The other day I was alerted to a new feature in VS2005 whereby you can pre-generate an assembly with strongly-typed XmlSerializers for classes in a project. Let me step back for a minute to explain that the XmlSerializer can be evil if not used properly.
What the XmlSerializer does that is evil
The most important thing to be aware of is that when you use the XmlSerializer it actually dynamically creates an assembly containing special (strongly typed) readers and writers which know how to convert the types that you are serializing to and from Xml. This process has a few gotcha's, one of which is that, to even run an XmlSerializer you need partial trust on the machine so that the compiler can compile the assembly. The process of creating these strongly typed serializers is very expensive and taxing on machine resources because there's CodeDom, compilers, reflection and a whole host of other resources being used to achieve this.
The XmlSerializer has a few different overloaded constructors which exist to support things such as: loading a type; loading multiple types, supplying evidence.
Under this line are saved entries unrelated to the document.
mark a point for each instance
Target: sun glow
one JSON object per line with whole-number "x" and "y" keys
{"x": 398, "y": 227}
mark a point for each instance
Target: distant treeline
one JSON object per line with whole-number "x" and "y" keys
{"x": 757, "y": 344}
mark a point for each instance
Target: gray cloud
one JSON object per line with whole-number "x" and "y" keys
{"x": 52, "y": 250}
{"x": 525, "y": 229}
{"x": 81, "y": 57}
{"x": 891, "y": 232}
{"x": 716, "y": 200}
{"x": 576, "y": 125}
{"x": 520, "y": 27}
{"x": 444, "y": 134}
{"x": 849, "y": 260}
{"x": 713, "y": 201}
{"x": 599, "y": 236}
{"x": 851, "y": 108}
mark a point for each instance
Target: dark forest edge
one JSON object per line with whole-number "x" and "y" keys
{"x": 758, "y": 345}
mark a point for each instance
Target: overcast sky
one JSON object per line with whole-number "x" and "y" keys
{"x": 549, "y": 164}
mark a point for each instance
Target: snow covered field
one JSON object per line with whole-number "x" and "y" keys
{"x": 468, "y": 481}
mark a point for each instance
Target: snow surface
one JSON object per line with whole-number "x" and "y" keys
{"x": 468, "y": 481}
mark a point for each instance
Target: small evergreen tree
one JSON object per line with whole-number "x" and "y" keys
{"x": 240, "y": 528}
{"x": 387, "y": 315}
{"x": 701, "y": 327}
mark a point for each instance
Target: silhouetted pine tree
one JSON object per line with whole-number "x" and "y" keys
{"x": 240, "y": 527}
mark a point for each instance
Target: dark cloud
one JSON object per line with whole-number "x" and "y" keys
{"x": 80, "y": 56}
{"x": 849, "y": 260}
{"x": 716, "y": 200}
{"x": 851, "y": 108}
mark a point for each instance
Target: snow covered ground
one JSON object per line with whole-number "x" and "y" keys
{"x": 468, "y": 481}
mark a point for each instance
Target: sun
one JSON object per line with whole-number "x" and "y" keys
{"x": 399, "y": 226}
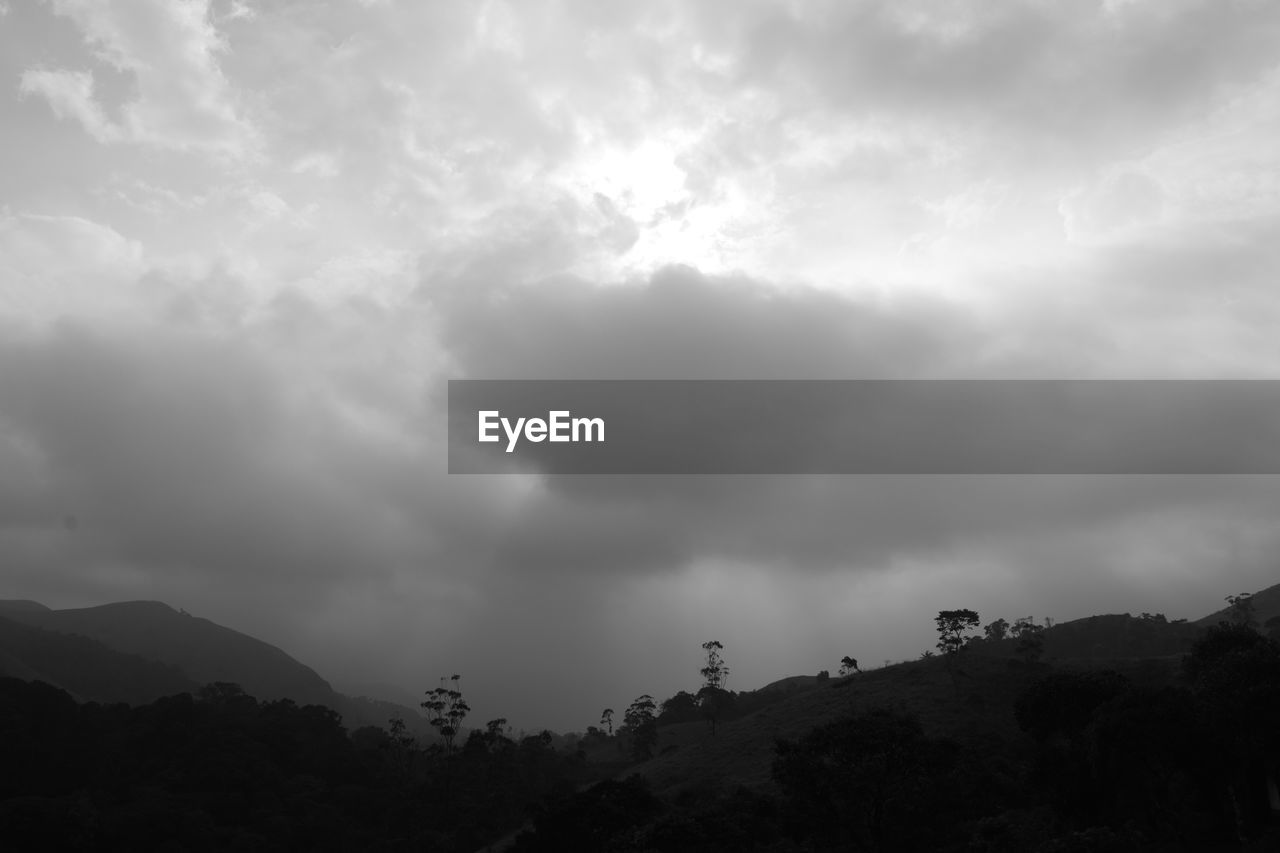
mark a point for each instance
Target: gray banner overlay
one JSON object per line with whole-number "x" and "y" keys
{"x": 864, "y": 427}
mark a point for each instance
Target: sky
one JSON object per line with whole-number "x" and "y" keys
{"x": 243, "y": 245}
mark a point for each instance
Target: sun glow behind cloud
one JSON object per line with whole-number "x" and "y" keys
{"x": 334, "y": 206}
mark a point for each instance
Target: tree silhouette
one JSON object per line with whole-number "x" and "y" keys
{"x": 641, "y": 725}
{"x": 712, "y": 696}
{"x": 952, "y": 625}
{"x": 447, "y": 710}
{"x": 1242, "y": 609}
{"x": 1031, "y": 638}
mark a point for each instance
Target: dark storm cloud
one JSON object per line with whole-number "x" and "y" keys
{"x": 682, "y": 324}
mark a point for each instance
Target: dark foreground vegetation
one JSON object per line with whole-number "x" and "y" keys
{"x": 964, "y": 752}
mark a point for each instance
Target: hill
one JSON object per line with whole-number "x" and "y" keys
{"x": 146, "y": 648}
{"x": 86, "y": 669}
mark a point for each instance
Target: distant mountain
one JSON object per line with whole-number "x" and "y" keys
{"x": 86, "y": 669}
{"x": 147, "y": 646}
{"x": 202, "y": 649}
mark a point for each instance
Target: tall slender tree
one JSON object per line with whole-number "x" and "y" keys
{"x": 447, "y": 710}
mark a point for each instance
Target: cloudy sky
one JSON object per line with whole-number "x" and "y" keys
{"x": 245, "y": 243}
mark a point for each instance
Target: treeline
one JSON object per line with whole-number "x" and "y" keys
{"x": 220, "y": 770}
{"x": 1105, "y": 765}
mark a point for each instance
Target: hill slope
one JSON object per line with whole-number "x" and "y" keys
{"x": 146, "y": 648}
{"x": 202, "y": 649}
{"x": 86, "y": 669}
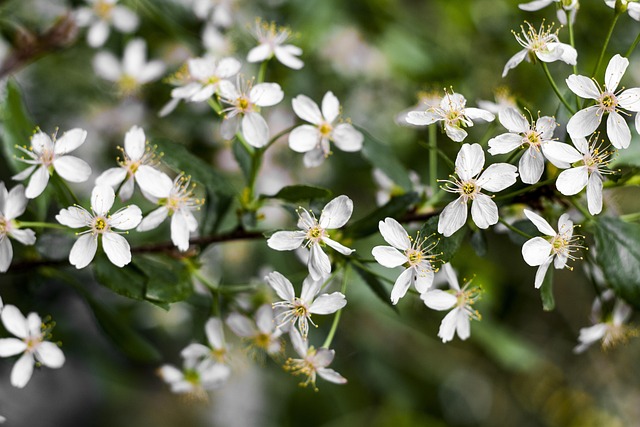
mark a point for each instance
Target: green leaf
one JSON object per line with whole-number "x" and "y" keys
{"x": 618, "y": 255}
{"x": 168, "y": 279}
{"x": 374, "y": 283}
{"x": 382, "y": 157}
{"x": 447, "y": 246}
{"x": 296, "y": 193}
{"x": 546, "y": 292}
{"x": 395, "y": 208}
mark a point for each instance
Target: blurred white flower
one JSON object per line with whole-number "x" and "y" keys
{"x": 542, "y": 44}
{"x": 469, "y": 184}
{"x": 459, "y": 301}
{"x": 312, "y": 362}
{"x": 100, "y": 223}
{"x": 556, "y": 247}
{"x": 134, "y": 70}
{"x": 299, "y": 309}
{"x": 314, "y": 139}
{"x": 334, "y": 215}
{"x": 100, "y": 15}
{"x": 31, "y": 334}
{"x": 47, "y": 154}
{"x": 454, "y": 114}
{"x": 414, "y": 253}
{"x": 271, "y": 41}
{"x": 587, "y": 120}
{"x": 12, "y": 204}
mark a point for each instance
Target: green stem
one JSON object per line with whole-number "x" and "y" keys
{"x": 336, "y": 319}
{"x": 555, "y": 88}
{"x": 606, "y": 43}
{"x": 633, "y": 46}
{"x": 514, "y": 229}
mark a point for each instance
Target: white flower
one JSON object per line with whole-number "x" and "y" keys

It's important that there is a huge difference in what happens under the covers if you call one of these constructors: ctor(), ctor(Type), ctor(Type, string) and any of the others.
When you call one of those 2 simple constructors what happens is that a special assembly is created and then stored in a cache the first time that you call it. On subsequent calls to that constructor, the cache is checked and the assembly will be pulled from there rather than re-created. This means that you only wear the cost the first time which is good - although remember, it's a big cost.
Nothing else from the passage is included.